The state government has urged the Supreme Court to extend its deadline for the demolition of 1,300 religious structures, which were supposed to be pulled down by the end of August. Citing the drought and the engagement of state machinery, the state has sought an extension of four months.
In two different cases being heard by the Bombay high court and Supreme Court, the state said in an affidavit submitted to the court that it could not follow the court order. The government, during the hearing in June, told the court that there are 847 religious structures in rural areas and 871 in urban areas.
“In a fresh affidavit, we told the court that 202 urban structures and 155 rural structures were demolished.
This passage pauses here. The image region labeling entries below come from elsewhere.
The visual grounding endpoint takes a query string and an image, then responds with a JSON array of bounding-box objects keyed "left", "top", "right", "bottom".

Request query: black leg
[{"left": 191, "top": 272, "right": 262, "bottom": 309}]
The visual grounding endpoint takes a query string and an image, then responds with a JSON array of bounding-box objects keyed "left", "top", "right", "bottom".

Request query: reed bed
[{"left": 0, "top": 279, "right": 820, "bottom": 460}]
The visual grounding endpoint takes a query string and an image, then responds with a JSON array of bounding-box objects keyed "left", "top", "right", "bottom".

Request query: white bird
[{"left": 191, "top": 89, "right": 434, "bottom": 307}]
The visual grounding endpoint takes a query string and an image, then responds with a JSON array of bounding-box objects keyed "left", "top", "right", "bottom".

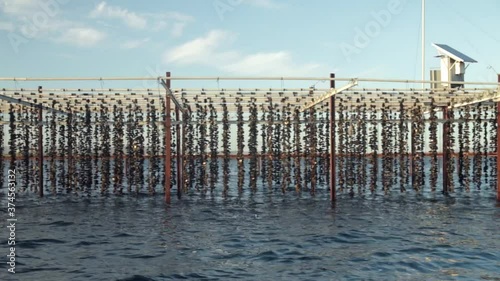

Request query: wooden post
[
  {"left": 38, "top": 104, "right": 43, "bottom": 197},
  {"left": 164, "top": 72, "right": 172, "bottom": 204},
  {"left": 330, "top": 73, "right": 337, "bottom": 203},
  {"left": 497, "top": 74, "right": 500, "bottom": 202},
  {"left": 175, "top": 107, "right": 184, "bottom": 199},
  {"left": 442, "top": 106, "right": 450, "bottom": 195}
]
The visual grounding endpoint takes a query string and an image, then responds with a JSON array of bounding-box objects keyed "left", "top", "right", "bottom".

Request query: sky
[{"left": 0, "top": 0, "right": 500, "bottom": 88}]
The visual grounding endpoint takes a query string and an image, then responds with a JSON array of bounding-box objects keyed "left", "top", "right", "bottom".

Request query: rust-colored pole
[
  {"left": 38, "top": 105, "right": 43, "bottom": 197},
  {"left": 442, "top": 106, "right": 450, "bottom": 195},
  {"left": 164, "top": 72, "right": 172, "bottom": 204},
  {"left": 330, "top": 73, "right": 337, "bottom": 202},
  {"left": 410, "top": 107, "right": 416, "bottom": 188},
  {"left": 497, "top": 74, "right": 500, "bottom": 202},
  {"left": 175, "top": 107, "right": 184, "bottom": 199}
]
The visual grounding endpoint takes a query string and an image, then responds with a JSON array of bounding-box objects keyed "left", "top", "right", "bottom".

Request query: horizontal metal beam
[
  {"left": 160, "top": 79, "right": 186, "bottom": 113},
  {"left": 0, "top": 76, "right": 500, "bottom": 85},
  {"left": 0, "top": 95, "right": 67, "bottom": 114},
  {"left": 300, "top": 79, "right": 358, "bottom": 112}
]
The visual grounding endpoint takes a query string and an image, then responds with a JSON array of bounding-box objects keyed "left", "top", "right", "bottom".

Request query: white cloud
[
  {"left": 58, "top": 28, "right": 106, "bottom": 47},
  {"left": 0, "top": 0, "right": 40, "bottom": 16},
  {"left": 163, "top": 30, "right": 321, "bottom": 75},
  {"left": 0, "top": 21, "right": 14, "bottom": 31},
  {"left": 90, "top": 2, "right": 147, "bottom": 29},
  {"left": 120, "top": 38, "right": 151, "bottom": 49},
  {"left": 243, "top": 0, "right": 281, "bottom": 8},
  {"left": 222, "top": 51, "right": 320, "bottom": 75},
  {"left": 164, "top": 30, "right": 234, "bottom": 65}
]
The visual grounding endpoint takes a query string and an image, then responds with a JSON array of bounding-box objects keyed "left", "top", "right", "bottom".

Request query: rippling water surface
[{"left": 0, "top": 188, "right": 500, "bottom": 281}]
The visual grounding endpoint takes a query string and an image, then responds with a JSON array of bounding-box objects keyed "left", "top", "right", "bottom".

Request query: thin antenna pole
[{"left": 422, "top": 0, "right": 425, "bottom": 89}]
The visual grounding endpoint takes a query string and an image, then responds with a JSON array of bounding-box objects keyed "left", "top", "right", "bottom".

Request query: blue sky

Those figures are low,” said an official from the home department on the condition of anonymity. “As this may lead to a contempt of the court order, we filed the affidavit. It is expected to be considered during the next hearing.”
While hearing the case, the SC had asked the state to clarify its stand on the illegal structures. It had directed the state to classify the structures in two categories – those prior to 29 September 2009, and those erected after this date. The state was asked to file action-taken reports and to submit a time-bound plan for the demolitions.
The state told the apex court that it had 49,849 illegal religious structures in rural areas and 14,549 illegal structures in urban areas prior to September 2009. Of the rural structures, 31,389 have been regularised, while 488 have been demolished and 64 shifted. In urban areas, 216 have been regularised, 102 demolished and 17 shifted. “Most of the illegal structures prior to September have been regularised. The apex court has adopted a more aggressive stance regarding the demolition of structures that have been constructed in the past seven years,” he said.
“Despite the Supreme Court’s orders to demolish the illegal shrines erected after September 2009, the state has failed to do so. It has been protecting the structures under pretexts such as drought. Though the Supreme Court has allowed the state to relocate or regularise such structures, I think they should not be protected,” said Bhagwanji Raiyani, the petitioner fighting the case in the high court for the past fifteen years.